Poiché la società istante intende istituire proprio un deposito IVA per la custodia di beni per conto di terzi (nello specifico, di un soggetto passivo identificato in altro stato membro dell'Unione Europea), essa può essere autorizzata qualora in possesso dei requisiti richiesti dalla norma.
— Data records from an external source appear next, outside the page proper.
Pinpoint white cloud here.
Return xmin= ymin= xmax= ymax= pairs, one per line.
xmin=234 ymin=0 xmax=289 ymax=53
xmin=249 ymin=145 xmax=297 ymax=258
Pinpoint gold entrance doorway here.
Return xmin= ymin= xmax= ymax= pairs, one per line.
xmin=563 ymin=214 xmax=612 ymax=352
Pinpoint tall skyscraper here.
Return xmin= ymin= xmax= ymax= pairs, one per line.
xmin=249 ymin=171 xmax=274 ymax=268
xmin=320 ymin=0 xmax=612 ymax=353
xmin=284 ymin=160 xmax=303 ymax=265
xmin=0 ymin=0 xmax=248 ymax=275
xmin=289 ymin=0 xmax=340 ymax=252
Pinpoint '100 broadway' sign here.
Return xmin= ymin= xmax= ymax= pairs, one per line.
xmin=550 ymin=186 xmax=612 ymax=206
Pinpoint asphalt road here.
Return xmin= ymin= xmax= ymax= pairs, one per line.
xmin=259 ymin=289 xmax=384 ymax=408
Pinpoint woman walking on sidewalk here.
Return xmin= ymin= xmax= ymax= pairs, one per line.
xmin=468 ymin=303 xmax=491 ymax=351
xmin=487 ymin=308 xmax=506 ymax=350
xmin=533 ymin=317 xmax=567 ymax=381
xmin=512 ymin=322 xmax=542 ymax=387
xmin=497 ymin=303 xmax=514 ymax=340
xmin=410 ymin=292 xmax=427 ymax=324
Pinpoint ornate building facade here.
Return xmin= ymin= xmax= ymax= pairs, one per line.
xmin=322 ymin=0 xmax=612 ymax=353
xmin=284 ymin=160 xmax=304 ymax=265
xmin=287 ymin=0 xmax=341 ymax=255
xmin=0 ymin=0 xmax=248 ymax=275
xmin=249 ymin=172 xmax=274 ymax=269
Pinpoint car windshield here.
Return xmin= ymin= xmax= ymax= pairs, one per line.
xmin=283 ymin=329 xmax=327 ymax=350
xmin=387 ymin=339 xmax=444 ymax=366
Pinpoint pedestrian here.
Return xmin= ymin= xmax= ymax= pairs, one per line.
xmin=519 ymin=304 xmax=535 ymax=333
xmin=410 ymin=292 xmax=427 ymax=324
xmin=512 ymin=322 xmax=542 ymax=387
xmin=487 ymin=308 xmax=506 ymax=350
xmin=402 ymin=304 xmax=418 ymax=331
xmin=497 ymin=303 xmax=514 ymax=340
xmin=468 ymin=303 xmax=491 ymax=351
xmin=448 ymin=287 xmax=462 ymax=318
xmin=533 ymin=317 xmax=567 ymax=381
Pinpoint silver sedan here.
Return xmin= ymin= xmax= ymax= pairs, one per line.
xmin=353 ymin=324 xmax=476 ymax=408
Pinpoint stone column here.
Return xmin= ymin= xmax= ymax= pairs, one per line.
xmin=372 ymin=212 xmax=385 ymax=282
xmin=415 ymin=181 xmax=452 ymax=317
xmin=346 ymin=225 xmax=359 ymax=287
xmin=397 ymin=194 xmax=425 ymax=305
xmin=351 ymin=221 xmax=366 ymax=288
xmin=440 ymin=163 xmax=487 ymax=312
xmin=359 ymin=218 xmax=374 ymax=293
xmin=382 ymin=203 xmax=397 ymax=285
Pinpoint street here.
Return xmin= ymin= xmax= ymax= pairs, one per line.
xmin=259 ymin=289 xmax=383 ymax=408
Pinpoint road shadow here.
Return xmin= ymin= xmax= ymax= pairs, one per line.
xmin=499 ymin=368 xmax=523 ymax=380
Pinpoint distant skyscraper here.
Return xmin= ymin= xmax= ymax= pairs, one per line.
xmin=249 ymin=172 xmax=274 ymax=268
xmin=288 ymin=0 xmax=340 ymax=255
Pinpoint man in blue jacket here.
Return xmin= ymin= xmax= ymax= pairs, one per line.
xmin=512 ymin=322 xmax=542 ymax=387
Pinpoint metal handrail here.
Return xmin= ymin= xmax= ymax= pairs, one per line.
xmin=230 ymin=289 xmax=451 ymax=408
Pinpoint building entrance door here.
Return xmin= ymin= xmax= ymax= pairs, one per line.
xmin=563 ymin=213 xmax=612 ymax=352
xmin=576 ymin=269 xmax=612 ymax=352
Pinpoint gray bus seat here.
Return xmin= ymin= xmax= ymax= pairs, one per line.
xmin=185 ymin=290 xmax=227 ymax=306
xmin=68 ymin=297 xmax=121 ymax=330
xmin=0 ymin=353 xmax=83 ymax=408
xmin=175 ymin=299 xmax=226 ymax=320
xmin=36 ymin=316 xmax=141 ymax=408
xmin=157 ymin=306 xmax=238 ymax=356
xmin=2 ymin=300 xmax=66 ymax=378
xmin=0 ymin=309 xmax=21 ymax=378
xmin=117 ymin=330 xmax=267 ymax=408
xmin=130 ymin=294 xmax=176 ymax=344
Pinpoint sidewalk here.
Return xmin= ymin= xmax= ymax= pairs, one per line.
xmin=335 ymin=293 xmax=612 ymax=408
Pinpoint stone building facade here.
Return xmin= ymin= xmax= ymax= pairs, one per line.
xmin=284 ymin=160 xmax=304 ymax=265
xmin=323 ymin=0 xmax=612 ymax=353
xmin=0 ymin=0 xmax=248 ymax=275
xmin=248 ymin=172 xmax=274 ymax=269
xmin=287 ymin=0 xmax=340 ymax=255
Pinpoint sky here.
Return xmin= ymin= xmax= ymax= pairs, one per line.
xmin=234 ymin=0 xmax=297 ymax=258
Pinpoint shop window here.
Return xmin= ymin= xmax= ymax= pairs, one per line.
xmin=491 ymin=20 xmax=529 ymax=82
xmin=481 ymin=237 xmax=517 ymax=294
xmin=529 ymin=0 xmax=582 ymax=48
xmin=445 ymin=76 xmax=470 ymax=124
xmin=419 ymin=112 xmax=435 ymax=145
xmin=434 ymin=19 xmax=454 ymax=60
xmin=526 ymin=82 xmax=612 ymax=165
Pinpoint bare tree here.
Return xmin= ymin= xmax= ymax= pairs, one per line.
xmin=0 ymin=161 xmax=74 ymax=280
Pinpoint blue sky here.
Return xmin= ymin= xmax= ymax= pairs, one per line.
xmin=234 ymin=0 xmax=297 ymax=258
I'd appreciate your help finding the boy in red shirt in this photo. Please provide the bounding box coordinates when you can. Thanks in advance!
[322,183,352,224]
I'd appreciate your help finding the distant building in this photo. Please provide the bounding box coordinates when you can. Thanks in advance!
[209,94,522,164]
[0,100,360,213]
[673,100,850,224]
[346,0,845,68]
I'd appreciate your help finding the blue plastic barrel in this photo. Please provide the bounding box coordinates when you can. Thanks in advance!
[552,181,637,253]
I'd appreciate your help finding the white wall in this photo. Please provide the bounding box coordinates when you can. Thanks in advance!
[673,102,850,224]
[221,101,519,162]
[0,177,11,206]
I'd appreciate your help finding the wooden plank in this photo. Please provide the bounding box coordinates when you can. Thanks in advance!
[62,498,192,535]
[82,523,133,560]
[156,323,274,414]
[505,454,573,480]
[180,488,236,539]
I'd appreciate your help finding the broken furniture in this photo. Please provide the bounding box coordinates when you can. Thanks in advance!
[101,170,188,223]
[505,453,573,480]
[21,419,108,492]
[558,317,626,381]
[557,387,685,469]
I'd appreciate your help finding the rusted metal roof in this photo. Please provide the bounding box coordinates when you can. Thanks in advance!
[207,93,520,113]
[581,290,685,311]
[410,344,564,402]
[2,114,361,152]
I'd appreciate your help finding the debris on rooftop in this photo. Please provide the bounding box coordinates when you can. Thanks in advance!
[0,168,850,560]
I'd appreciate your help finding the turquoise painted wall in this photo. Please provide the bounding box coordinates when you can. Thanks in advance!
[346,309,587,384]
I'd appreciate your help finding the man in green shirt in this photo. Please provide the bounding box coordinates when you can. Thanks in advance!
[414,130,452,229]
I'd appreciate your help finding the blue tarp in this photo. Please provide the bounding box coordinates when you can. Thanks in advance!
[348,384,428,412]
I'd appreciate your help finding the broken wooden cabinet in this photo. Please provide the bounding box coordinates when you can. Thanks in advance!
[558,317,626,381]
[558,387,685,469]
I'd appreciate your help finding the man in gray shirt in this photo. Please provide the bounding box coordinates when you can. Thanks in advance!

Inoltre, aggiunge l’Agenzia, qualora il depositario (ossia la persona che gestisce il deposito IVA), intenda introdurre nel deposito beni per conto di un soggetto non residente, e quest’ultimo non abbia già nominato un rappresentante fiscale o provveduto all'identificazione diretta ex art. 35-ter DPR 26 ottobre 1972, n. 633, dovrà assumere egli stesso la veste di rappresentante fiscale del soggetto non residente, ai fini dell'adempimento degli obblighi tributari afferenti le operazioni concernenti i beni in custodia.
L’Agenzia precisa altresì che, ai sensi dell'articolo 44, comma 3, secondo periodo, del D.L. n. 331, se sono effettuate solo operazioni che non implicano il pagamento dell'IVA (es. operazioni non imponibili o esenti, come nel caso dell'introduzione dei beni in un deposito IVA o delle successive cessioni dei beni all'interno dello stesso), la funzione del rappresentante fiscale (in questo caso il depositario), si limita all'esecuzione degli obblighi relativi alla fatturazione delle operazioni intracomunitarie ed alla compilazione degli elenchi Intrastat.
A colorrario di tale interpretazione si specifica che l'acquisto intracomunitario eseguito mediante introduzione dei beni nel deposito IVA va formalizzato dal depositario (in qualità di rappresentante fiscale del soggetto non residente), al momento dell'introduzione delle merci in deposito, mediante l'integrazione della fattura comunitaria secondo le disposizioni dell'articolo 46, comma 1, del D.L. n. 331, indicando in luogo dell'imposta la causa di "non pagamento" ai sensi dell'articolo 50-bis, comma 4, lett. a) del citato decreto.
Allo stesso modo, le cessioni dei beni custoditi all'interno del deposito effettuate dal depositario agente in qualità di rappresentante fiscale, avverranno senza pagamento dell'imposta e, quindi, dovranno essere formalizzate attraverso l'emissione di una fattura che, anziché liquidare l’imposta, dovrà indicare il titolo di inapplicabilità del tributo ed il relativo riferimento normativo (articolo 50-bis, comma 4, lett. e) del D.L. n. 331 del 1993).
Il momento dell'estrazione dei beni dal deposito comporterà il pagamento dell'imposta che, come prevede l'articolo 50-bis, comma 6 del D.L. n. 331 del 1993, va assolta a cura del soggetto passivo che procede all'estrazione della merce attraverso il meccanismo dell'inversione contabile (cd. “reverse charge”), a norma dell'articolo 17, terzo comma, del DPR n. 633 del 1972.
L’Agenzia delle Entrate ricorda infine, che ai sensi del comma 8 dell'articolo 50-bis citato, il depositario risponde in solido con il soggetto passivo della mancata od irregolare applicazione dell'IVA, qualora non risultino osservate le prescrizioni stabilite D.M. 20 ottobre 1997, n. 419.